Parrot study, 4x6 inches, acrylic on canvas panel Available

Raccoon, 4x6 inches, acrylic on canvas panel (sold)

"Party Crashers" 8x10, acrylic on canvas panel, framed, available (on show currently at Thumbprint Gallery, CA)

Now, about the quiet. I've been silent, and it's because my life blew up again as I stated in my last post. Not me, personally, but people more dear to me than any other on this earth. Life or death, without exaggeration.

I wish I could explain what is going on, but due to our society's pattern of shaming, stigmatizing, harming, and subsequently silencing... I can't. In order to protect, I cannot share, and that leaves me all alone. I have written, and deleted what it has been like. I have written, and deleted what I have felt and feared. It's not my tale to tell, not really.

And if one more person tells me to "paint the feelings" as a way to manage the stress of it all, I may give them a black eye. Or two. Perhaps the issue lies in the fact that it is not my angst that I would paint, but the suffering of another experienced from the outside - and that is what silences me more than anything else in the studio. Art is a place of joy for me, and when there is no joy I cannot create art. Art does not come from active fear, for me. Maybe painters of old were able to lock themselves away and explore their angst in paint, but in my dynamic circumstances I have neither the desire, irresponsible nature, nor the ability to shut everything else out and "just paint."

So, instead there has simply been quiet. I watched my paint dry up on my pallets. Heck, MOLD grew on one (the ever-wet pallet? Yeah, distilled water didn't stop that from happening. So, there's one marketing claim debunked.) Dust gathered on my easels. I missed deadlines and commitments, and I was embarrassed. I began to wonder if I even could paint anymore.

A little bit of hope worked its way in with some changes (that I yet again cannot mention), and as soon as the glimmer was there, I was able to at least go sit in my studio for a few minutes here and there. I've held onto that little light, and I'm working on making it grow.
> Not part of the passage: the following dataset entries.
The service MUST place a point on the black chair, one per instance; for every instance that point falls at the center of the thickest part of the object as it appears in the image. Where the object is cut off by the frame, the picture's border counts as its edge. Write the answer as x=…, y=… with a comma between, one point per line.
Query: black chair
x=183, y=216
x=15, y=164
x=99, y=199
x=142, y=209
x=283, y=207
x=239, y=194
That nurturing of hope is what yielded these few paintings. I have more in progress now.

My Owl painting, Rae, is what really made me feel better. That made me think that maybe I haven't forgotten everything, or maybe I actually have something of worth as an artist still... You start to doubt everything, especially when you aren't painting and you see all your peers posting more and more work while you post nothing. You are effectively left behind, even if that's not true - art does not leave people behind. (But sometimes, oftentimes, it feels that way.)

I am currently in the midst of trying to cling to the glimmers of hope, trying to be more than barely existing, and some big changes coming soon (that I will be able to talk about, but not quite yet.) I am in my studio now, and I will be painting in a few minutes. Little paintings right now, because I can finish them and give myself a small sense of accomplishment. I need that right now. I feel like it's the starting walk, that leads to a slow jog, then a fast one, and then a run in my studio. I want to run again!

So that's where I have been. That is the quiet I am living in. I have probably said more than I should have in this post, and yet left it vague enough to be irritating (sorry about both.) I hope to have a lot more positive things to share in the future!